Pervasive selection for clinically relevant resistance and media adaptive mutations at very low antibiotic concentrations

Experimental evolution studies have shown that weak antibiotic selective pressures (i.e. when the antibiotic concentrations are far below the minimum inhibitory concentration, MIC) can select for resistant mutants, raising several unanswered questions. First, what are the lowest antibiotic concentrations at which selection for de novo resistance mutations can occur? Second, with weak antibiotic selections, which other types of adaptive mutations unrelated to the antibiotic selective pressure are concurrently enriched. Third, are the mutations selected under laboratory settings at sub-MIC also observed in clinical isolates? We addressed these questions using Escherichia coli populations evolving at sub-MICs in presence of either of four clinically used antibiotics: fosfomycin, nitrofurantoin, tetracycline and ciprofloxacin. Antibiotic resistance evolution was investigated at concentrations ranging from 1/4th to 1/2000th of the MIC of the susceptible strain (MICsusceptible). Our results show that evolution was rapid across all the anitibiotics tested, and selection for fosfomycin and nitrofurantoin resistant mutants was observed at a concentration as low as 1/2000th of MICsusceptible.
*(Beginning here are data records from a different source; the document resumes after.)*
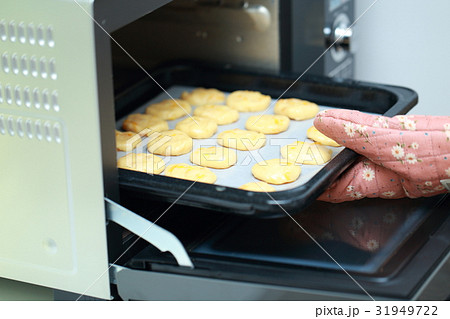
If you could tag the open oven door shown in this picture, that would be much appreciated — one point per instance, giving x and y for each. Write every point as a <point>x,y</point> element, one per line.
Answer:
<point>56,98</point>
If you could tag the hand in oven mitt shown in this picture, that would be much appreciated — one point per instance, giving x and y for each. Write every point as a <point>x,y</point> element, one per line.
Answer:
<point>405,156</point>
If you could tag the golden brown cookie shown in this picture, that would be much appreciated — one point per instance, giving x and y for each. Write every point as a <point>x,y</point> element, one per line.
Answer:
<point>242,140</point>
<point>197,127</point>
<point>202,96</point>
<point>257,187</point>
<point>221,114</point>
<point>127,141</point>
<point>319,137</point>
<point>214,157</point>
<point>296,109</point>
<point>169,109</point>
<point>306,153</point>
<point>144,124</point>
<point>267,123</point>
<point>170,143</point>
<point>147,163</point>
<point>276,171</point>
<point>248,101</point>
<point>192,173</point>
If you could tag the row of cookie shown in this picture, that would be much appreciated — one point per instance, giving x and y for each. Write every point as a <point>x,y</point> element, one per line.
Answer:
<point>152,164</point>
<point>275,171</point>
<point>252,101</point>
<point>175,142</point>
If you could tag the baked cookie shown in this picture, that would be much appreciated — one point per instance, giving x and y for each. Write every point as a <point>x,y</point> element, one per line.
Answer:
<point>248,101</point>
<point>127,141</point>
<point>257,187</point>
<point>147,163</point>
<point>144,124</point>
<point>192,173</point>
<point>169,143</point>
<point>306,153</point>
<point>202,96</point>
<point>267,123</point>
<point>221,114</point>
<point>276,171</point>
<point>319,137</point>
<point>197,127</point>
<point>296,109</point>
<point>169,109</point>
<point>214,157</point>
<point>242,140</point>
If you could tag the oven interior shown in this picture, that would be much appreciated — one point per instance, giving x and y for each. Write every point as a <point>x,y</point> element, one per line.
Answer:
<point>237,247</point>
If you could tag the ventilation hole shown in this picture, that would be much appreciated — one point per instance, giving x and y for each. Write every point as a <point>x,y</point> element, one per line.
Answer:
<point>15,64</point>
<point>40,35</point>
<point>17,96</point>
<point>24,65</point>
<point>30,33</point>
<point>27,97</point>
<point>36,101</point>
<point>29,129</point>
<point>50,41</point>
<point>21,33</point>
<point>20,127</point>
<point>8,94</point>
<point>3,31</point>
<point>37,129</point>
<point>55,104</point>
<point>12,31</point>
<point>52,69</point>
<point>45,100</point>
<point>33,66</point>
<point>2,125</point>
<point>5,62</point>
<point>57,132</point>
<point>48,132</point>
<point>43,68</point>
<point>11,129</point>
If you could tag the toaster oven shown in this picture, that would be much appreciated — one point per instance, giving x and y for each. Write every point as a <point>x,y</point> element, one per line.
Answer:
<point>70,70</point>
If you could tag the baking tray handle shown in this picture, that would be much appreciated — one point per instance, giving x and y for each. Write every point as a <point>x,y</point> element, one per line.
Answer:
<point>152,233</point>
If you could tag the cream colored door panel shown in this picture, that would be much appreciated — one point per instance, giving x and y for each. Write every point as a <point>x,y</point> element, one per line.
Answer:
<point>52,218</point>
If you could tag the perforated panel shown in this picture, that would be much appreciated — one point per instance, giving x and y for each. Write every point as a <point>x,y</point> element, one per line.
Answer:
<point>51,182</point>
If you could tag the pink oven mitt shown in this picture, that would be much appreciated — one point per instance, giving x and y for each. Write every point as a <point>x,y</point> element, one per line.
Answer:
<point>405,156</point>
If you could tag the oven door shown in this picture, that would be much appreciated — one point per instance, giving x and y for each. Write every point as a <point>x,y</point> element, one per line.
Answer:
<point>54,61</point>
<point>390,250</point>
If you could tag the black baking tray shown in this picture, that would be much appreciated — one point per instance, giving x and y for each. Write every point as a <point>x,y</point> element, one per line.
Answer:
<point>367,97</point>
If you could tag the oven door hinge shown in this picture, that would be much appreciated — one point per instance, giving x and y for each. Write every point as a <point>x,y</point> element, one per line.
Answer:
<point>446,184</point>
<point>152,233</point>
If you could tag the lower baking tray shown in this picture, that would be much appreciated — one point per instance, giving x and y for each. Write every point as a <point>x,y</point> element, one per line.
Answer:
<point>367,97</point>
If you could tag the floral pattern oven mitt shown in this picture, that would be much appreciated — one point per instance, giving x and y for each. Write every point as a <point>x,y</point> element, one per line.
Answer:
<point>405,156</point>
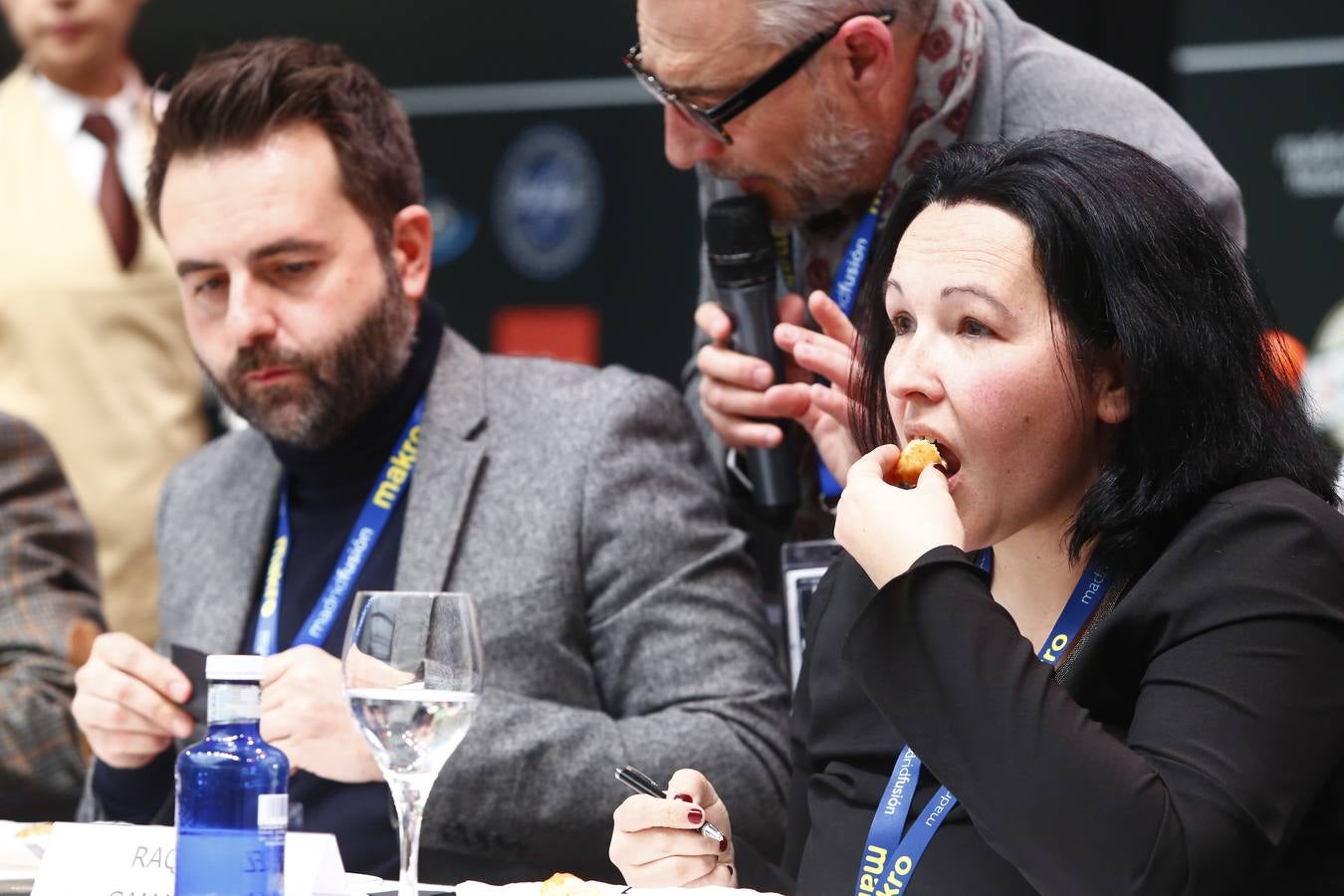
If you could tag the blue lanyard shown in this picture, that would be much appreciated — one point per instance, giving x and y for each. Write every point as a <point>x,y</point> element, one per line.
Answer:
<point>368,527</point>
<point>844,292</point>
<point>878,875</point>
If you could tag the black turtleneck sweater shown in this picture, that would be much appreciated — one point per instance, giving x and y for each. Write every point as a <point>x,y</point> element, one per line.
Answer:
<point>327,491</point>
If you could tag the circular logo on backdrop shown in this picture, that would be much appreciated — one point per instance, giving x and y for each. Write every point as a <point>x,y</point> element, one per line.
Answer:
<point>548,202</point>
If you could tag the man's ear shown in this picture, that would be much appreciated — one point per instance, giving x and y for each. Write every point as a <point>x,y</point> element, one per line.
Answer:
<point>868,54</point>
<point>413,247</point>
<point>1110,388</point>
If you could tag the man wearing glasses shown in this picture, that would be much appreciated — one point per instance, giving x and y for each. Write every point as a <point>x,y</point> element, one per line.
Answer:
<point>824,109</point>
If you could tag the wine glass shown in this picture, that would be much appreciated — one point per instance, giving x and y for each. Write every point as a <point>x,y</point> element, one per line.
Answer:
<point>411,669</point>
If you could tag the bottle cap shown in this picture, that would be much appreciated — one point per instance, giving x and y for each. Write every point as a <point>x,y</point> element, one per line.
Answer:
<point>225,666</point>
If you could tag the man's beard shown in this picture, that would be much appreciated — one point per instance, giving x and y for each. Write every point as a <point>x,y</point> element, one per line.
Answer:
<point>333,388</point>
<point>826,169</point>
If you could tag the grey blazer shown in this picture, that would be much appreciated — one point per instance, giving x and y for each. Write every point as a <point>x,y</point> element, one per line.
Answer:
<point>617,610</point>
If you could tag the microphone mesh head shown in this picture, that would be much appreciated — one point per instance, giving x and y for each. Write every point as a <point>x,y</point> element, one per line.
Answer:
<point>738,241</point>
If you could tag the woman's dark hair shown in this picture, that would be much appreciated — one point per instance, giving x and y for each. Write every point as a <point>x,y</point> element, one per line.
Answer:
<point>1133,265</point>
<point>235,97</point>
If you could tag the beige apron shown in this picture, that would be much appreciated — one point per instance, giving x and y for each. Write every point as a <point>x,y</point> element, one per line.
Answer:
<point>95,356</point>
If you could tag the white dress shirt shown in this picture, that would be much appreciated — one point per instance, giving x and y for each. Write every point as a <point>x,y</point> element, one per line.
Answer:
<point>66,112</point>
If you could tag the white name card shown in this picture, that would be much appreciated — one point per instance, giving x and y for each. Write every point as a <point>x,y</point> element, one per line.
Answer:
<point>138,860</point>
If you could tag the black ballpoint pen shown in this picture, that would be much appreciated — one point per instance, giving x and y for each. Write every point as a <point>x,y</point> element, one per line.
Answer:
<point>641,784</point>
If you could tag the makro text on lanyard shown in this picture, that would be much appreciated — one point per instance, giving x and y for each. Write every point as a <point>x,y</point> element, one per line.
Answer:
<point>844,292</point>
<point>889,858</point>
<point>368,527</point>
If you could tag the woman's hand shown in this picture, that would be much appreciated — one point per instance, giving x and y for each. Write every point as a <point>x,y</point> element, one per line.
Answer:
<point>887,528</point>
<point>655,842</point>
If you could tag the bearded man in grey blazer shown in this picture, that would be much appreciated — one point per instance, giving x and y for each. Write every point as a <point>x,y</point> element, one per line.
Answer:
<point>615,604</point>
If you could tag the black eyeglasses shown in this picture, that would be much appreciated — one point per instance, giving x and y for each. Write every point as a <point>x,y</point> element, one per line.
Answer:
<point>713,118</point>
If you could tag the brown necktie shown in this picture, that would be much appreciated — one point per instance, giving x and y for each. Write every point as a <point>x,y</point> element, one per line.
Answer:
<point>113,202</point>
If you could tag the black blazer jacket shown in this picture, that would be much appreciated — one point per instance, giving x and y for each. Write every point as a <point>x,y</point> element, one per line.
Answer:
<point>1191,742</point>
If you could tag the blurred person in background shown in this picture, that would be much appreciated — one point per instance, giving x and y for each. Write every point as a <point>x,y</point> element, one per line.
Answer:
<point>49,617</point>
<point>574,504</point>
<point>1098,649</point>
<point>92,342</point>
<point>825,109</point>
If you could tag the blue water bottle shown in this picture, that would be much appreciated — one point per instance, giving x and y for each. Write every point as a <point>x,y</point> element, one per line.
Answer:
<point>233,806</point>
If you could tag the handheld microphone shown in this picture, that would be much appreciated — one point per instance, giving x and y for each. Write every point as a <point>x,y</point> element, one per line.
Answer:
<point>742,265</point>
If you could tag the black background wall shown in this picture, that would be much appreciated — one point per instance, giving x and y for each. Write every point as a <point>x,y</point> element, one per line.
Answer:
<point>605,222</point>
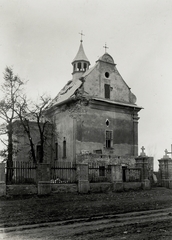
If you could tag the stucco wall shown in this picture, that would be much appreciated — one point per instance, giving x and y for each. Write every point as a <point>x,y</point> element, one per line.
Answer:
<point>22,145</point>
<point>94,83</point>
<point>65,130</point>
<point>91,129</point>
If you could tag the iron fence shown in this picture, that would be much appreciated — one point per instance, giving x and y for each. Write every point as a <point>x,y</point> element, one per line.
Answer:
<point>63,172</point>
<point>22,173</point>
<point>99,172</point>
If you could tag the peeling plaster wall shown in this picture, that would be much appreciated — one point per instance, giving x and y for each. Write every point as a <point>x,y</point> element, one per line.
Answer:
<point>94,83</point>
<point>91,129</point>
<point>21,142</point>
<point>65,130</point>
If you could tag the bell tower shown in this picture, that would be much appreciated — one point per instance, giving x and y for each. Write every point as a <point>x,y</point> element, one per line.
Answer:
<point>80,62</point>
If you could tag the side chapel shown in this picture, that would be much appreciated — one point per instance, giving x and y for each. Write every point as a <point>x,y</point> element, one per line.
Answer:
<point>95,114</point>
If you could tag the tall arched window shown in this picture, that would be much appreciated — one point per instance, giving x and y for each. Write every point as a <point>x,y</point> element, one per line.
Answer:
<point>79,66</point>
<point>85,66</point>
<point>64,148</point>
<point>56,150</point>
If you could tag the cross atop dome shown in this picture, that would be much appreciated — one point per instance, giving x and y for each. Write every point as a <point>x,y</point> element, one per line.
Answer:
<point>105,47</point>
<point>81,33</point>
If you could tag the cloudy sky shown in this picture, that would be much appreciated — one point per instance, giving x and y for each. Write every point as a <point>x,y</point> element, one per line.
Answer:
<point>40,38</point>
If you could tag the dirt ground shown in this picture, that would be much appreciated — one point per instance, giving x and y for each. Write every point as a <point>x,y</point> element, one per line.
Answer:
<point>30,210</point>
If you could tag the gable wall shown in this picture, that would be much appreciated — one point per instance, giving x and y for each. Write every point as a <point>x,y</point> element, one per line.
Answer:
<point>94,83</point>
<point>91,129</point>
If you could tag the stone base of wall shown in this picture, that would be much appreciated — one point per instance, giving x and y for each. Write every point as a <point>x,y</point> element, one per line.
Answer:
<point>83,186</point>
<point>146,184</point>
<point>44,188</point>
<point>101,187</point>
<point>64,188</point>
<point>14,190</point>
<point>117,186</point>
<point>166,183</point>
<point>2,189</point>
<point>132,185</point>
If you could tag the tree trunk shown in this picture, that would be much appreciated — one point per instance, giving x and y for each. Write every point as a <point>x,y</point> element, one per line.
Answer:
<point>10,154</point>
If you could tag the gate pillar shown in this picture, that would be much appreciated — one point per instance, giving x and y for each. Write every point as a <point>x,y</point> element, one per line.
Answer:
<point>83,182</point>
<point>116,178</point>
<point>44,185</point>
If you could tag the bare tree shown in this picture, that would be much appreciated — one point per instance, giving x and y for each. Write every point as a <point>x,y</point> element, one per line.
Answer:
<point>11,90</point>
<point>34,112</point>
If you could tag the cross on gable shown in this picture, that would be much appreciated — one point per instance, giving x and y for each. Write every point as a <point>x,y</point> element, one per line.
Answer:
<point>166,151</point>
<point>143,153</point>
<point>81,33</point>
<point>105,47</point>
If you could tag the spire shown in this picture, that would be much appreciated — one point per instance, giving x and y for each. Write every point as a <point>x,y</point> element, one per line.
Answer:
<point>80,62</point>
<point>80,56</point>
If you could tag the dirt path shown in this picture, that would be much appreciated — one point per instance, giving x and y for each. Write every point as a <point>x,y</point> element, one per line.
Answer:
<point>154,224</point>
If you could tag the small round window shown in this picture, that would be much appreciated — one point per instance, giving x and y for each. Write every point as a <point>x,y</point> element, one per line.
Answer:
<point>107,122</point>
<point>106,74</point>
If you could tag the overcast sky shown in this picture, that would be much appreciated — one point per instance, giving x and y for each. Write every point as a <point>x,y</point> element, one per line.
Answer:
<point>40,38</point>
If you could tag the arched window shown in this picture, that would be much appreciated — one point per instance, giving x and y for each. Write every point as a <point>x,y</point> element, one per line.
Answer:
<point>79,66</point>
<point>85,66</point>
<point>64,148</point>
<point>107,91</point>
<point>56,150</point>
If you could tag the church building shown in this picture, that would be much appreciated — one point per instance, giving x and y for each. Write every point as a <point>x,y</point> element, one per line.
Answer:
<point>95,114</point>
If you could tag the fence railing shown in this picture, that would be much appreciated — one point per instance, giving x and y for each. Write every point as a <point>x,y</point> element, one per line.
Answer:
<point>99,172</point>
<point>133,174</point>
<point>63,172</point>
<point>22,173</point>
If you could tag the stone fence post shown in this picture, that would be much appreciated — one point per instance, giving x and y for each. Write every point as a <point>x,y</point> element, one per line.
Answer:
<point>43,177</point>
<point>2,180</point>
<point>142,162</point>
<point>165,169</point>
<point>116,178</point>
<point>83,182</point>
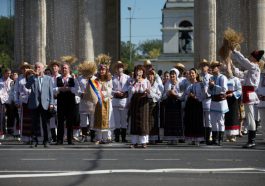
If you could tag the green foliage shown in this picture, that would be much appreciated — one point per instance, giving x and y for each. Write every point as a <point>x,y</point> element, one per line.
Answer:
<point>6,41</point>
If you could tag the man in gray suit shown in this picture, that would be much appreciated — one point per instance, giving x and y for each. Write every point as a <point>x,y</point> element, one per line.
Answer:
<point>40,101</point>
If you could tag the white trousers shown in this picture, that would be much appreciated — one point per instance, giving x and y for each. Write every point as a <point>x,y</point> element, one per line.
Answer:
<point>217,121</point>
<point>250,117</point>
<point>207,119</point>
<point>262,116</point>
<point>139,139</point>
<point>120,117</point>
<point>84,122</point>
<point>103,135</point>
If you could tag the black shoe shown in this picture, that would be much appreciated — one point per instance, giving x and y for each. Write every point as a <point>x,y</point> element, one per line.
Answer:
<point>59,143</point>
<point>249,145</point>
<point>45,145</point>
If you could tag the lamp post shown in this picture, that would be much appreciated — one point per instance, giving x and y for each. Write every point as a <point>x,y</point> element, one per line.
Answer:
<point>130,32</point>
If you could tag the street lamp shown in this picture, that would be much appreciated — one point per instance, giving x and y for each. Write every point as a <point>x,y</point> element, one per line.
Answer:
<point>130,30</point>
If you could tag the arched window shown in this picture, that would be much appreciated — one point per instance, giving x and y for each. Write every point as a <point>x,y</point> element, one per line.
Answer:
<point>185,37</point>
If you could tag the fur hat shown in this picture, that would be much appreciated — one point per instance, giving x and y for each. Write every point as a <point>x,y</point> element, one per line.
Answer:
<point>147,62</point>
<point>215,64</point>
<point>204,62</point>
<point>179,66</point>
<point>54,62</point>
<point>103,61</point>
<point>69,59</point>
<point>257,54</point>
<point>25,65</point>
<point>87,69</point>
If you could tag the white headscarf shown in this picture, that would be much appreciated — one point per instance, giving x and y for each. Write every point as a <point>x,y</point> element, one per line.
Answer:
<point>176,71</point>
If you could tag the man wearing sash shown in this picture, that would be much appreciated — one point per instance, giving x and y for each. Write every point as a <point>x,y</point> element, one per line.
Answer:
<point>249,86</point>
<point>219,106</point>
<point>119,101</point>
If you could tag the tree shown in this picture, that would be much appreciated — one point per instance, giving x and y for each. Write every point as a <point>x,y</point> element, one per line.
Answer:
<point>150,48</point>
<point>6,41</point>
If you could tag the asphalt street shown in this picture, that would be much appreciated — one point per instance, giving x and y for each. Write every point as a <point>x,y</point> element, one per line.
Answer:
<point>116,164</point>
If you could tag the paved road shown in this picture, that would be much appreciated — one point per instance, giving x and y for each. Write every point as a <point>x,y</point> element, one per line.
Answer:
<point>116,164</point>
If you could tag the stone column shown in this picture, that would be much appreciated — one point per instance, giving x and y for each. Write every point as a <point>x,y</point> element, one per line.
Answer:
<point>86,29</point>
<point>18,33</point>
<point>35,31</point>
<point>204,30</point>
<point>112,31</point>
<point>257,27</point>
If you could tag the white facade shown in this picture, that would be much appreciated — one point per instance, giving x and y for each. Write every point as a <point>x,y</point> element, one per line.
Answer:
<point>177,35</point>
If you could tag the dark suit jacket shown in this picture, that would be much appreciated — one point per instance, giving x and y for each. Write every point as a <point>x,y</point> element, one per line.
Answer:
<point>46,93</point>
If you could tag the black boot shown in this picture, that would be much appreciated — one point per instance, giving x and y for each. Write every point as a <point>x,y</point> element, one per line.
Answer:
<point>214,136</point>
<point>123,135</point>
<point>53,133</point>
<point>117,135</point>
<point>92,135</point>
<point>221,138</point>
<point>251,139</point>
<point>208,131</point>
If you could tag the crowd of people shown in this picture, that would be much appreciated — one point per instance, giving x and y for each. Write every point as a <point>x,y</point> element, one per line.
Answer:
<point>206,105</point>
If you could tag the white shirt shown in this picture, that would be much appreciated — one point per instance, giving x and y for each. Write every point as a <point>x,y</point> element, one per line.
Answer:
<point>252,75</point>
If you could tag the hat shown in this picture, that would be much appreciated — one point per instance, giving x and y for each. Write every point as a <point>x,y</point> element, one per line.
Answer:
<point>180,66</point>
<point>204,62</point>
<point>25,65</point>
<point>215,64</point>
<point>103,61</point>
<point>120,64</point>
<point>147,62</point>
<point>257,54</point>
<point>54,62</point>
<point>175,70</point>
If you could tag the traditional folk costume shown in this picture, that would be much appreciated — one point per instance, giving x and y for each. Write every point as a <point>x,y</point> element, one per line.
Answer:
<point>261,95</point>
<point>139,112</point>
<point>54,119</point>
<point>83,109</point>
<point>155,96</point>
<point>21,94</point>
<point>66,107</point>
<point>103,119</point>
<point>206,103</point>
<point>249,86</point>
<point>120,104</point>
<point>193,118</point>
<point>232,121</point>
<point>172,112</point>
<point>218,106</point>
<point>6,101</point>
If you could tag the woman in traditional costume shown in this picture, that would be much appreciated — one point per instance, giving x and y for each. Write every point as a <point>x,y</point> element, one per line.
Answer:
<point>193,118</point>
<point>155,95</point>
<point>139,108</point>
<point>103,118</point>
<point>171,110</point>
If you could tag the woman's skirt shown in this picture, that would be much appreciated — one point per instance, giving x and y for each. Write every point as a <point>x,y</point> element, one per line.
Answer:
<point>139,115</point>
<point>172,119</point>
<point>193,120</point>
<point>153,120</point>
<point>26,121</point>
<point>232,118</point>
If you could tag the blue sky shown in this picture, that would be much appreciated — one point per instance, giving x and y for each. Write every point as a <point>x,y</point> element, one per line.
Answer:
<point>146,22</point>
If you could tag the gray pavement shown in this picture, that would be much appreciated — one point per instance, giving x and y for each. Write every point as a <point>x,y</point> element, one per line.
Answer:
<point>116,164</point>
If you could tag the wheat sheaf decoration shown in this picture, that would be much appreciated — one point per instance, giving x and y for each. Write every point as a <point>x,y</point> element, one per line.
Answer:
<point>103,59</point>
<point>87,69</point>
<point>69,59</point>
<point>231,40</point>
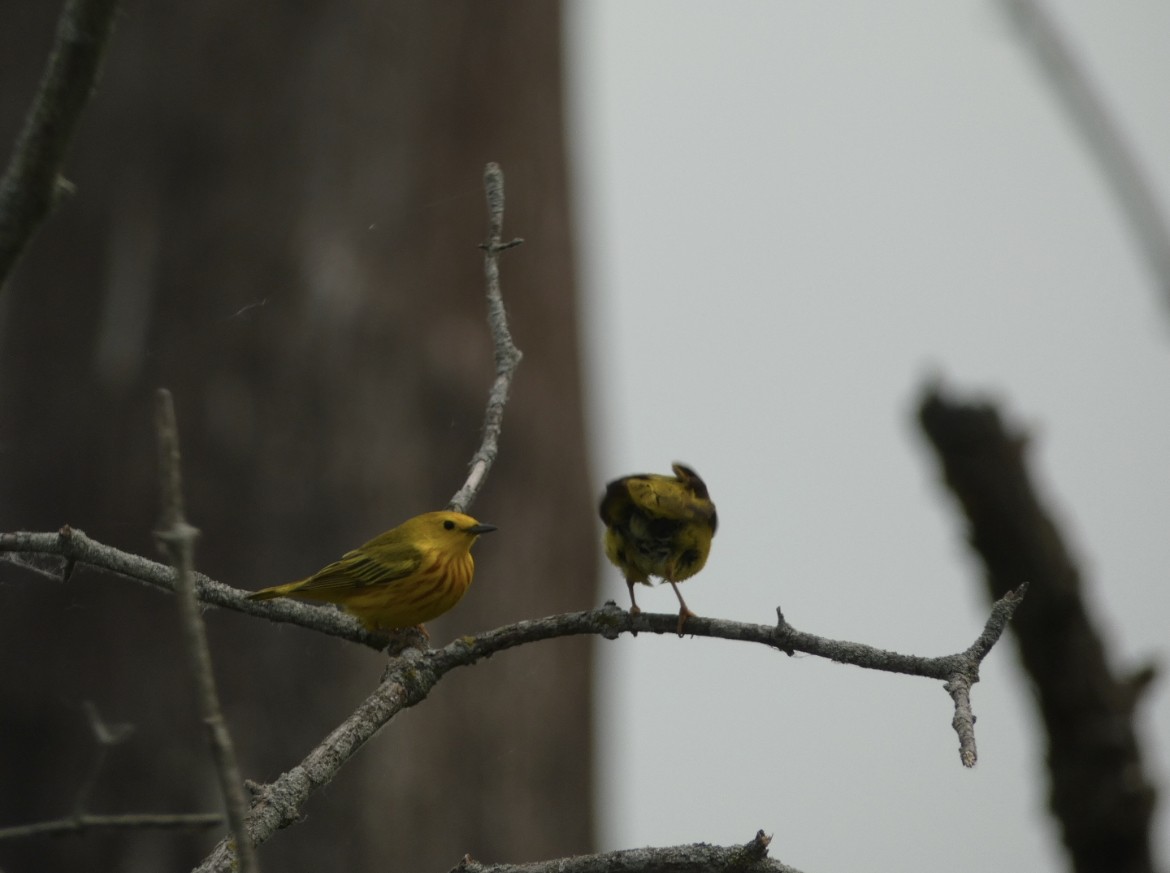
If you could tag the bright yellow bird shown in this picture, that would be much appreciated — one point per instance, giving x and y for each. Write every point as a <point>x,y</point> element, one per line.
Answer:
<point>659,526</point>
<point>401,578</point>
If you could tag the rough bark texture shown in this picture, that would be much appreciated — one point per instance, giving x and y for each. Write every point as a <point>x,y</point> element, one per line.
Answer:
<point>1099,789</point>
<point>276,217</point>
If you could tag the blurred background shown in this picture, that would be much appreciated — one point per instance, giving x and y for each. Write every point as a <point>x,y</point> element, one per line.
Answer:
<point>754,234</point>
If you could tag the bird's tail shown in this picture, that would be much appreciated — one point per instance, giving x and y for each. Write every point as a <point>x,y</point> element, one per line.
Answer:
<point>275,591</point>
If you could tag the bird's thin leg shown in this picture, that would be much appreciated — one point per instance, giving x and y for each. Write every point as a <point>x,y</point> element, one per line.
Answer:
<point>633,602</point>
<point>683,611</point>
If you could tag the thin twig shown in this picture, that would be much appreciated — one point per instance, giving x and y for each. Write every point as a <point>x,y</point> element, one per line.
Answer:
<point>696,858</point>
<point>507,355</point>
<point>1102,133</point>
<point>133,820</point>
<point>178,540</point>
<point>31,550</point>
<point>412,675</point>
<point>32,183</point>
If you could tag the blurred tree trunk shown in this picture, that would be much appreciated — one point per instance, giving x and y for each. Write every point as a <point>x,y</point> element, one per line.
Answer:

Several of the evolved resistant mutants showed increased growth yield and exponential growth rates, and outcompeted the susceptible ancestral strain in the absence of antibiotic as well, suggesting that adaptation to the growth environment occurred in parallel with selection for resistance. Genomic analysis of the resistant mutants showed that several of the mutations selected under these conditions are also found in clinical isolates, demonstrating that experimental evolution at very low antibiotic levels can help in identifying novel mutations that contribute to bacterial adaptation during sub-MIC exposure in real life settings.